Une bonne nouvelle pour Julie Huguet, présidente de French Tech in the Alps, puisque cela signifie que "la grande majorité des entreprises de notre bassin ne sont plus dans des phases à risques, puisqu'on voit également que 45% d'entre elles ont déjà accédé aux marché, 34% en sont au stade du passage à l'échelle, et 18% en phase d'expansion, souvent à l'étranger".

Avec, comme pays cibles pour l'export (53% sont présentes à l'international), une préférence toujours marquée pour les pays européens (qui représentent 80% des prospects) que sont l'Italie, la Suisse, l'Allemagne ou encore la Belgique et désormais l'Espagne, et les Etats-Unis pour le grand export et son marché de taille.

1,44 millions d'euros d'aides, et 548 millions levés...

Autre point marqueur de développement étudié : la relation entre les startups et les grands groupes, "qui représente souvent un moyen efficace d'obtenir de grands marchés ou de réaliser des co-développements, même si ces partenariats peuvent également présenter un risque d'être racheté par la suite", rappelle Julie Huguet.

Et à ce sujet, les pépites auralpines sont déjà près de 63% à déclarer nourrir des relations avec des grands groupes, dont 61% au titre de clients, 38% en tant que fournisseur, et 32% pour des codéveloppements (l'investissement au capital ne représentant que 9% des cas cités).

Côté financements, ce sont près de 1,44 millions d'euros d'aides qui auront été reversées aux startups locales, via des dispositifs nationaux comme le French Tech Tremplin et la Bourse French Tech. Mais c'est surtout sur le terrain des levées de fonds que l'écosystème auralpin a fait mieux que l'an dernier : avec 410 millions levées en 2020 sur 34 opérations, ce sont 548 millions qui ont été récoltés en 2021 sur près de 40 opérations. Et la tendance semble plutôt positive, malgré la frilosité ambiante qui règne sur la scène de l'investissement hexagonale :

"64% des startups interrogées prévoient une levée de fonds pour 2022", assure Julie Huguet.

Car malgré un début d'année 2022 où les startups de l'ensemble de la région (écosystème lyonnais et stéphanois compris) s'étaient fait devancer par d'autres territoires (Hauts-de-France, Pays de la Loire, Nouvelle-Aquitaine), "il faut regarder les levées à venir sur l'ensemble de l'année.
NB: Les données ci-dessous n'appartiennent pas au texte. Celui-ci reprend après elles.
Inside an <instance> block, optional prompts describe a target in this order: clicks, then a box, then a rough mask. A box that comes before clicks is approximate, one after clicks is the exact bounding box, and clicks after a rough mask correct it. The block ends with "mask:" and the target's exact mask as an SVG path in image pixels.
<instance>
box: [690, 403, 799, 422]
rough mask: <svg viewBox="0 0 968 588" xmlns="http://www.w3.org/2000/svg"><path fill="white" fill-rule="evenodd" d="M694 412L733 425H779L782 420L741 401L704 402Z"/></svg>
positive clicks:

Nous allons à nouveau avoir quelques belles levées dans le courant d'années pour créer des licornes, avec l'aide de dispositifs comme le Next40 qui jouent leur rôle".

D'ailleurs, le dernier baromètre In Extenso / ESSEC Business School rendu public ce mardi 18 octobre tend à démontrer que la Région Auvergne Rhône Alpes confirme finalement son attractivité et son positionnement "comme la 3région la plus dynamique en montants investis et 2région en nombre d'opérations".

Avec un montant global qui atteint, si l'on additionne les trois derniers trimestres de 2022, les 461 millions d'euros avec 66 deals réalisés sur l'ensemble du périmètre régional. Un dynamisme porté par une levée majeure (celle de l'isérois Diabeloop qui a réuni 70 millions d'euros en juin dernier), ainsi que par deux autres opérations structurantes à plus de 40 millions d'euros chacune (48 millions pour UnitySC dans les semiconducteurs et 40 millions pour Fifteen dans le domaine des transports).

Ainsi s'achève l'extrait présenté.